Sendikal hareketin kilometre taşı olaylar ve grevler de yer alıyor

Küresel dayanışma kitaplaştı

ITUC kurucu delegesi de olan Kıvanç Eliaçık’ın hazırladığı kitap, uluslararası örgütler konusundaki kafa karışıklığını gidermek ve çokuluslu şirketlerde hakkını aramak isteyen işçilere katkı sunmayı amaçlıyor.

“Üretimin, ticaretin ve hizmetlerin küreselleştiği dünyada çokuluslu şirketler, sermaye yanlısı hükümetler ve küresel baskı araçları karşısında uluslararası sendikalara her zamankinden daha çok ihtiyaç” duyulan bu dönemde uluslararası sendikal hareketin tarihi ve küresel sendikalar bir kitapta toplandı. 

DİSK Dış İlişkiler Müdürü ve ITUC kurucu delegesi Kıvanç Eliaçık tarafından hazırlan kitap, konuyla ilgilenen araştırmacılar ve öğrenciler için de temel kaynak niteliği taşıyor. 

Aslında 1800’lü yıllardan beri uluslararası düzeyde bir işçi hareketinden bahsedebileceğini söyleyen Eliaçık, 1. Dünya Savaşı’nın hemen öncesinde kurulan uluslararası meslek sekreterlikleri bugünkü küresel sendika federasyonlarının selefi kabul edilebileceğini anlatıyor. 

Kitapta bu tarihin kilometre taşı olan önemli olaylara ve grevlere yer verildiğini anlatan Eliaçık, “Tarihsel süreçte sendika hareketi her zaman uluslararası bir nitelik taşıyor ama özellikle bugün hem sanayi hem ticaret hem de hizmetler küreselleşti. 

Bir beyaz eşya ya da bir gıda ürünü farklı ülkelerde üretiliyor. Ülke sınırları içindeki sendikal faaliyetlerle çokuluslu şirketlerle baş edebilmek mümkün değil. O yüzden uluslararası işçi hareketi bütün küresel tedarik zincirinde örgütleniyor. Küresel sendikalar küresel şirketlerle çerçeve sözleşmeler imzalıyor. Bunu küresel toplu iş sözleşmesi olarak tarif edebiliriz” dedi.

Dayanışma görüldü

Türkiye’deki sendikalar da bu sürecin parçası. Eliaçık, “Küresel bir organizasyonun bir parçası olmanın yararlarını nasıl gördük” sorusunu, “Küresel federasyonlara üye olan sendikalarımız daha iyi toplusözleşmelere imza atıyorlar. 

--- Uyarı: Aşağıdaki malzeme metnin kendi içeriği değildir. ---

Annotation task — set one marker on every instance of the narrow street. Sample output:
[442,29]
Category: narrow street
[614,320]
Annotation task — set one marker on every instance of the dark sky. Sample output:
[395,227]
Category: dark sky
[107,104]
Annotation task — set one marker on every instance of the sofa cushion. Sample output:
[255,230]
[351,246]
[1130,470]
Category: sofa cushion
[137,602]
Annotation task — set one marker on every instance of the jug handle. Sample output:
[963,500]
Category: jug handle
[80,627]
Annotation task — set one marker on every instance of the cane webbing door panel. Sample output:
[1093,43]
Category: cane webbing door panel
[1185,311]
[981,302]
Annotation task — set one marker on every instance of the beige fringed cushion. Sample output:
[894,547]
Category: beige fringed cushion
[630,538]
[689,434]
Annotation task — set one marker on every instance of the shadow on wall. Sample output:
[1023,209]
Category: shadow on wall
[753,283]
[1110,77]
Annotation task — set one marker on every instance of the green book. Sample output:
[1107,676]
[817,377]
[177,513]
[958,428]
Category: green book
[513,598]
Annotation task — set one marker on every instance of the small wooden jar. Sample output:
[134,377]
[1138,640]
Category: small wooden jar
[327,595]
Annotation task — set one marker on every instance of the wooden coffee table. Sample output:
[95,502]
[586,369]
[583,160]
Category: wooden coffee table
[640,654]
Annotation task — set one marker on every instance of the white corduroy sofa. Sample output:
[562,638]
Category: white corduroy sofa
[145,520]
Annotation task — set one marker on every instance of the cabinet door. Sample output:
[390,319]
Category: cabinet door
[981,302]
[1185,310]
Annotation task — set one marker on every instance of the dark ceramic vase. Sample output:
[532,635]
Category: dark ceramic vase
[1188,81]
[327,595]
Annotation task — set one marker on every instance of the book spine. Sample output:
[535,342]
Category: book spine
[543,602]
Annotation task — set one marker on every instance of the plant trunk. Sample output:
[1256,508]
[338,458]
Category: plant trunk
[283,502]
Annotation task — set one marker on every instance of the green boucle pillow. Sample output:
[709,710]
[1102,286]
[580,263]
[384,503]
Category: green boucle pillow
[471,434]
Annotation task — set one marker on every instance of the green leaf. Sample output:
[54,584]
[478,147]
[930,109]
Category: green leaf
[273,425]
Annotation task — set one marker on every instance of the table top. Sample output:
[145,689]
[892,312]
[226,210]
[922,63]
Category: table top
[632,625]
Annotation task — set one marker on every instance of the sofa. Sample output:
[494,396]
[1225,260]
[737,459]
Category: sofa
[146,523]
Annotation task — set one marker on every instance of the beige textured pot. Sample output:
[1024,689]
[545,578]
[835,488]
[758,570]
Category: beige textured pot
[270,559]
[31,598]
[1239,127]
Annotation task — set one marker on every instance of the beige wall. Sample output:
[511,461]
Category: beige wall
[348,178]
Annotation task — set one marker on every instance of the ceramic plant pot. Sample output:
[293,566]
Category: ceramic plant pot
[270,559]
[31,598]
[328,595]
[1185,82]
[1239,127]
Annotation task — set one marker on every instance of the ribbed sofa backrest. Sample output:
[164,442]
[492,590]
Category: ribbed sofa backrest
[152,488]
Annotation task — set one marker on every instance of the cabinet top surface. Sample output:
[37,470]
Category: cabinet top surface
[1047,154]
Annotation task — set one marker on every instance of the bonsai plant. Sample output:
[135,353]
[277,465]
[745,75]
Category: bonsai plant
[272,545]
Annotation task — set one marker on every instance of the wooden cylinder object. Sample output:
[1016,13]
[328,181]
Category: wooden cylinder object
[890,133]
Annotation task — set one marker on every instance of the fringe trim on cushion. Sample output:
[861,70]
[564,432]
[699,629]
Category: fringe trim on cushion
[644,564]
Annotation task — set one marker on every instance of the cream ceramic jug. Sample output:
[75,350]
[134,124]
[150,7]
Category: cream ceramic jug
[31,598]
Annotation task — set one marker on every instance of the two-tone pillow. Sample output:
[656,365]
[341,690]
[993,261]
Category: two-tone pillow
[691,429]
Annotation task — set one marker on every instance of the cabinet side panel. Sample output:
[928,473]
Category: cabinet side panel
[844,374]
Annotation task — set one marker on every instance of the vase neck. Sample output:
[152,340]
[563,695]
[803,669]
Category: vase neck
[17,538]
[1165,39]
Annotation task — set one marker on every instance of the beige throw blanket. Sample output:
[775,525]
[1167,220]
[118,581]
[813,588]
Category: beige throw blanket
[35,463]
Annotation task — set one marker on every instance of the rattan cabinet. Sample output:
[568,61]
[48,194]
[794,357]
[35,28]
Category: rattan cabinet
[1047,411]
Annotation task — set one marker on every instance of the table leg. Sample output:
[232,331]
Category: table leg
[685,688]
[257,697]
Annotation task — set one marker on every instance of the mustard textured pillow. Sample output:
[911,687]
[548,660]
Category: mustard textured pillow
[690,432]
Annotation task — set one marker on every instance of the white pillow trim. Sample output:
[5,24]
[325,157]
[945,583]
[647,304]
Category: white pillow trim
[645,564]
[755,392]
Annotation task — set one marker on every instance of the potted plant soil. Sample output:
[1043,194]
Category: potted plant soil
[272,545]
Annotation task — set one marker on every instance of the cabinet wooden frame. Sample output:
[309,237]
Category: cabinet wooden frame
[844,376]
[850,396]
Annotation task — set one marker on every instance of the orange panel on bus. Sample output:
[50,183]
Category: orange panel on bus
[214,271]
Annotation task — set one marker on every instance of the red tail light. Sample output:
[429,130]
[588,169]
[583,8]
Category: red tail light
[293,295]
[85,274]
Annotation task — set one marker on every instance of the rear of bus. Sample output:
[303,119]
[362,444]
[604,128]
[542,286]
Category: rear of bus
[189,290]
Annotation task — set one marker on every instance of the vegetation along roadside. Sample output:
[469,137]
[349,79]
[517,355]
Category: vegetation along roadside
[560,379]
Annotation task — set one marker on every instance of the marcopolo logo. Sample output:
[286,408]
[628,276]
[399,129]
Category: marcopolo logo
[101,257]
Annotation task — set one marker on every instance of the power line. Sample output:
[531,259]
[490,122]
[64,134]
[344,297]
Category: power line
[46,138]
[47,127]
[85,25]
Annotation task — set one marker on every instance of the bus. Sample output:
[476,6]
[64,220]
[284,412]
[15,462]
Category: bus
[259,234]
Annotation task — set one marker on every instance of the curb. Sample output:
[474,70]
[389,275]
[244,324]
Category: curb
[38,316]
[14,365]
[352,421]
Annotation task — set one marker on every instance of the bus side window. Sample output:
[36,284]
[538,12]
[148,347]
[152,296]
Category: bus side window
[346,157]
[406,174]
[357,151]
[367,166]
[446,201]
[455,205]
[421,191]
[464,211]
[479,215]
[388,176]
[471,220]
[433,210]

Türkiye’deki pek çok işyeri anlaşmazlığını uluslararası sendikaların katkısıyla çözdük. Sadece uluslararası şirketler için değil, TEKEL direnişinde, 1 Mayıslarda veya son olarak torba yasayla ilgili faaliyetlerde uluslararası dayanışmaya şahit olduk. KHK ile ihraç edilen emekçiler için de çok ciddi bir dayanışma sergilendi” sözleriyle yanıtladı.

50 milyonluk sendika

Uluslararası Sendikalar Konfederasyonu’nun (ITUC) 163 ülkeden 200 milyon üyesi bulunuyor. Türkiye’de Türk-İş, DİSK, Hak-İş ve KESK, ITUC’un kurucu üyesidir. Kamu-Sen, 2017 yılında gözlemci üyeliğe kabul edilmişti. Kitapta tek tek hangi işkolunda kaç milyon üye var. Türkiye’den hangi sendikalar hangi küresel sendikaya üyedir, bunların tabloları ve listeleri var. 

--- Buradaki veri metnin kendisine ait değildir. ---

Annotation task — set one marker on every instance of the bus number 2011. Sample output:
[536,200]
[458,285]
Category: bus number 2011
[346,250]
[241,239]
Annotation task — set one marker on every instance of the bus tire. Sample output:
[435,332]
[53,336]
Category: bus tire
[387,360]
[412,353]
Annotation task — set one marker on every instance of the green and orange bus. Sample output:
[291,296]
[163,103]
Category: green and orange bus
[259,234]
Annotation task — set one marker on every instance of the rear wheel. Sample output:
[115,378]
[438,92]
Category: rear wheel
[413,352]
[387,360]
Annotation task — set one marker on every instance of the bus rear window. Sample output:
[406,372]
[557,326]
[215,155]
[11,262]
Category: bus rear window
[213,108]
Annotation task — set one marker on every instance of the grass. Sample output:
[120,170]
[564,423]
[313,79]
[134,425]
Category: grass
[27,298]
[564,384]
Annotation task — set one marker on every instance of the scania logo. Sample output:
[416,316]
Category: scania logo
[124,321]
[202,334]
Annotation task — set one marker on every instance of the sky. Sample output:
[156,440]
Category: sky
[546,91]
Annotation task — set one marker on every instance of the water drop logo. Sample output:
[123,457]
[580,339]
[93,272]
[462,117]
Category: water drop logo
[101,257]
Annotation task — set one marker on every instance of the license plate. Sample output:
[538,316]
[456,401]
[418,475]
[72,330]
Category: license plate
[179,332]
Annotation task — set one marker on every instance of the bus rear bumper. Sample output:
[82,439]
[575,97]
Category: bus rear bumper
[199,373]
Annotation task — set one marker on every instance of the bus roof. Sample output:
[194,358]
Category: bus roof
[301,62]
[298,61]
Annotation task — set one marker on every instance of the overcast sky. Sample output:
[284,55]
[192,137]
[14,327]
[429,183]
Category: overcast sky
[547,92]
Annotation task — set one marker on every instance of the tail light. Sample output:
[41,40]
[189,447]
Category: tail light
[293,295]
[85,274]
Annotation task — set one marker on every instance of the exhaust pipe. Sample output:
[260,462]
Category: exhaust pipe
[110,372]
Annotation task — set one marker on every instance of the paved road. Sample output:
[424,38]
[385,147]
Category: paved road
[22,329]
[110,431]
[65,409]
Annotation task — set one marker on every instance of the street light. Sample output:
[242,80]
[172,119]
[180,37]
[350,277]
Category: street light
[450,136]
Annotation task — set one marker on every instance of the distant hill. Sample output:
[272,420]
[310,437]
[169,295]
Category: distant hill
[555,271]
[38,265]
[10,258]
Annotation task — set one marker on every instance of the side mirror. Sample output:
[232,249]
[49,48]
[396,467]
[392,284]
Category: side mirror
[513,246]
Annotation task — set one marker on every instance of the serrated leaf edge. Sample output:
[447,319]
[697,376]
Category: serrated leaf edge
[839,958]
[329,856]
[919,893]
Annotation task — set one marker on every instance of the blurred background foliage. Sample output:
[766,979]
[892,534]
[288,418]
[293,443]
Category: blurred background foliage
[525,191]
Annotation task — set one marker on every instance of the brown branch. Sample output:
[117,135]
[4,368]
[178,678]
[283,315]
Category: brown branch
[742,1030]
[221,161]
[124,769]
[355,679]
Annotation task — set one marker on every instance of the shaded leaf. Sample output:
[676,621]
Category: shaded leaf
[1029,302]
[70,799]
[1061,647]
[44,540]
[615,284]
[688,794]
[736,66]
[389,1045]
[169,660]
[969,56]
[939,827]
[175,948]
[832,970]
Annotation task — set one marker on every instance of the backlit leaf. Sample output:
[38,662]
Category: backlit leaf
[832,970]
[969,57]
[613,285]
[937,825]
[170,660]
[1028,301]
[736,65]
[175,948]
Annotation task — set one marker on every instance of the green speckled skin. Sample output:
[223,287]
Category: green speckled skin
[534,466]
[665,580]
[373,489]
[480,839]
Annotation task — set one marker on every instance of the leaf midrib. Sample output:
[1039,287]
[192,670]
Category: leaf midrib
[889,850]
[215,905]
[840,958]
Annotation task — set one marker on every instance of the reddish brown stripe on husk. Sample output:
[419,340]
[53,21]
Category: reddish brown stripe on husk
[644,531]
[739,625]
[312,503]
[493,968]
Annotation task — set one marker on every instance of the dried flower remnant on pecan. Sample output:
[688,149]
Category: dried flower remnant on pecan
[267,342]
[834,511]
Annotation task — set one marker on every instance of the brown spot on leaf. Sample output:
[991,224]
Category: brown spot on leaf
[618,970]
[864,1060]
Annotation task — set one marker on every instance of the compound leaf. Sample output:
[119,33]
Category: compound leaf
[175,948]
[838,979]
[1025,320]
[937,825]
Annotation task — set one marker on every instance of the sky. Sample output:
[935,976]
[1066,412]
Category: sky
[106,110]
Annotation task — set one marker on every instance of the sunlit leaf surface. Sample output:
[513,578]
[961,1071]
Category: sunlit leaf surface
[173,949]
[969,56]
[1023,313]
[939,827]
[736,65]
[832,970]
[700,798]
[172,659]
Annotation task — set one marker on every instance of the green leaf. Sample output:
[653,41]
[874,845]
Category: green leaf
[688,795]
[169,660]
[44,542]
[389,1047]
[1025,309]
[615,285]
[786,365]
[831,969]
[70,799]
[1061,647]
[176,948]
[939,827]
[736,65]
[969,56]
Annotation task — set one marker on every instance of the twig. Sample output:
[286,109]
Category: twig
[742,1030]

Türkiye’deki sendikaların yoğunlukla IndustriALL, PSI, UNI Global ve ITF’e üye olduğunu görüyoruz. 50 milyon üyeli IndustriALL’un, 30 milyon üyeli Kamu Hizmetleri Enternasyonali’nin (PSI) ve 20 milyon üyeli UNI Global’in ve 18 milyon üyeli Uluslararası Taşımacılık İşçileri Federasyonu’nun (ITF) Türkiye’de çok sayıda üyesi var.